May 24: The Stock Market Crash of 1987

by David Jenyns on May 24, 2007

The stock market crash of 1987 is the largest crash in recent United States History. Although there was a minor crash at the turn of the 21st century, it was nothing in comparison to the end of the 1980s. In fact, the 1987 crash is the worst single day in American financial history. There was a 22% loss in the market on October 19, 1987 or Black Monday. That is almost double the 12% loss experienced by investors in 1929 on Black Tuesday.

The 1980s, similar to the roaring 20s, was characterized by a period of financial growth and excess in the United States. The psychology of the time was “spend, spend, spend” and rampant consumerism drove the national economy and stock market to record highs.

1986 and 1987 were record years for the stock market. The bull market that started in the summer of 1982 was being carried through to create record markets 5 years later. The market was being primarily powered by hostile takeovers, leveraged buyouts and what seemed to be merger fever. The most important thing for many companies was to raise capital in order to buy other companies. It was thought that companies would grow exponentially by purchasing other companies. In leveraged buyouts, a company would raise capital by selling junk bonds to the public. Junk bonds are bonds that have a high-risk rate, and therefore a high interest rate. The capital from selling the junk bonds was used toward the purchase of another company.

Another common phenomenon was the use of IPOs. An IPO, or Initial Public Offering, is when a company issues stocks for the first time. The burgeoning computer industry was created with many IPOs in the market and people were investing in personal computers because they saw potential for great profit.

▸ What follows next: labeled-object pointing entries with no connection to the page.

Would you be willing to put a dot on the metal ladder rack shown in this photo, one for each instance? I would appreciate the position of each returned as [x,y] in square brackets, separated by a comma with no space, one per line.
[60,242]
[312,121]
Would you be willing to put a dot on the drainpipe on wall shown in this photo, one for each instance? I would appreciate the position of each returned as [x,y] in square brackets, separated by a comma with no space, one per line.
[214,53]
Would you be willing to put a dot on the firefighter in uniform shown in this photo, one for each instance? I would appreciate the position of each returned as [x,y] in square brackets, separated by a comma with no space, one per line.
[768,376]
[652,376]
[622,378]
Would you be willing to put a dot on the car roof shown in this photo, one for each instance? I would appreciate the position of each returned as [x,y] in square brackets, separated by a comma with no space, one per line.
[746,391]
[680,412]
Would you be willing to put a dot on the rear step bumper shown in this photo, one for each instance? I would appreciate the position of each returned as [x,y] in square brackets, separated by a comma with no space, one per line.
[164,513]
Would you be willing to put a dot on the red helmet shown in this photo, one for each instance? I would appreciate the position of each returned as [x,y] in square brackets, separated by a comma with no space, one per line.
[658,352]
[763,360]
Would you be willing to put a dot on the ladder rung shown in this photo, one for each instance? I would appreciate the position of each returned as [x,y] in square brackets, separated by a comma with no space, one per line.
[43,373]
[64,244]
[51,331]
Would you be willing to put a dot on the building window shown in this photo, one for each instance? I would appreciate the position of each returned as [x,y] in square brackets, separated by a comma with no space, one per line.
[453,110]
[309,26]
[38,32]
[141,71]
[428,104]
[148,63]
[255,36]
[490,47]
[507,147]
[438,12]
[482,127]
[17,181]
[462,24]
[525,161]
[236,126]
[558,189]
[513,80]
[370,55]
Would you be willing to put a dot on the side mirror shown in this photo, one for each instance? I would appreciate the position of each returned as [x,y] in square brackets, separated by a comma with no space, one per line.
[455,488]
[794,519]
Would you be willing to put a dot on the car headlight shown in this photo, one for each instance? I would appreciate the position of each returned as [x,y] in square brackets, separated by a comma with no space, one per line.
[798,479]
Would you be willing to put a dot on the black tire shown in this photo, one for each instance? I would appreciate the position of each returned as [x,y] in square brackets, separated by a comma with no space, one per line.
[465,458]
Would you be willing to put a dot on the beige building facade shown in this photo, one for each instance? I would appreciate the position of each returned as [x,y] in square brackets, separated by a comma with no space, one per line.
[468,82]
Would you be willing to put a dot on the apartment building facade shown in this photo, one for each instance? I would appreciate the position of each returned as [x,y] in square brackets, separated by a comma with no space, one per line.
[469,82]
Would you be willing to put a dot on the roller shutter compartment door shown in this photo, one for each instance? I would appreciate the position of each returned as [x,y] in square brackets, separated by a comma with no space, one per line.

This created an inflated market with lots of stock at low and reasonable prices available for purchase. Even the most timid investor was tempted to get involved in the market.

Unfortunately, the bull market also created an opportunity for many scam IPOs and conglomerates to take advantage of uninformed investors. The SEC had its hands busy trying to keep up with the shady companies. In early 1987, the SEC began investigating illegal insider trading. This created wariness in investors and slowed the market. There was also a fear of inflation due to the strong economic growth that occurred in the previous five years. To compensate, the FED raised short-term interest rates to prevent inflation. This effected stocks negatively as well.

Many large firms began using portfolio insurance as a way to protect against further stock dips. This practice uses futures contracts as an insurance policy on a stock portfolio. If the market crashed, people with futures contracts could profit and stabilize the market by offsetting the losses in stocks.

The use of portfolio insurance worried many common stockholders. They saw it as a sign of an impending market crash. Many experts believe that the common perception during the time was that the market was beginning to resemble the 1929 market. This caused panic, and led people to sell their stocks immediately.

The fear became a self-fulfilling prophecy and as thousands tried to sell simultaneously on October 19, 1987, the market crashed because their simply weren’t any buyers. Within that day over 500 billion dollars left the Dow Jones index. The effect of the US crash affected every country around the world producing a global market crash.

Many people lost millions in a matter of minutes. Most investors didn’t even know why they were selling; they just heard that everyone else was selling and followed suit. Most futures ands stock exchanges were shut down for the day. In some extreme cases, the duress brought on by the loss of massive amounts of money caused some investors to kill their brokers. There were several instances of clients entering brokerage firms and opening fire.

Fortunately, the crash of 1987 did not result in a similar depression. The Federal government stepped in and lowered short-term interest rates to avoid a banking crisis. The market returned to a bull market rather quickly. Companies buying back their undervalued stocks fueled this new prosperity.

The addition of the circuit breakers system is a lasting impact of the 1987 crash. The system prevents stocks from trading if they plummet too quickly. This will prevent any future vertical drops in the market.